Kambali (kiri) serahkan buku kepada Sunarko |
Ukuran tubuh mini mirip diriku. Hobinya bikin makanan enak.
Sedap. Segar. Sehat. Selalu dinanti pasukan redaksi di Ketewel Sukawati Gianyar.
Keistimewaanya, dia jurnalis dan penulis muda yang tekun dan produktif.
Salut!
Baru saja Cak Ali meluncurkan buku.
Topiknya asyik: Euforia Sepak Bola Bali (Tonggak Media, Maret 2020).
Sebagai pemuja sepak bola, saya senang tak terkira menyambut karya tulis editor Harian Pagi Tribun Bali ini.
Setidaknya saya boleh mengecapi dan menimba lagi larik lirik pesan bola dari sana.

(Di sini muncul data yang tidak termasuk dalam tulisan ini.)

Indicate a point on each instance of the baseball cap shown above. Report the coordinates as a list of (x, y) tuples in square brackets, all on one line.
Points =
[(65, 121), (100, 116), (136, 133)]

Pesan sportivitas, perjuangan, kekalahan, kemenangan, perayaan, pesta dan juga air mata.
Air mata bola.
Sepak Bola Bali bukan Sepak Bola di Bali.
Mirip tapi beda makna, kawan.
Cak Ali meracik diksi apik.
Mengandung makna historis, heroik sekaligus romantis.
Tepat amat judul buku karya sarjana sastra Indonesia jebolan Universitas Jember tersebut.
Pulau Surga ini baru saja berpesta.
Merayakan gelar juara liga 1 2019, kasta tertinggi kompetisi sepak bola Indonesia.
Adalah klub Bali United alias Serdadu Tridatu yang membuat Semeton Dewata boleh tersenyum bangga.
Setelah lama menanti berpuluh-puluh tahun.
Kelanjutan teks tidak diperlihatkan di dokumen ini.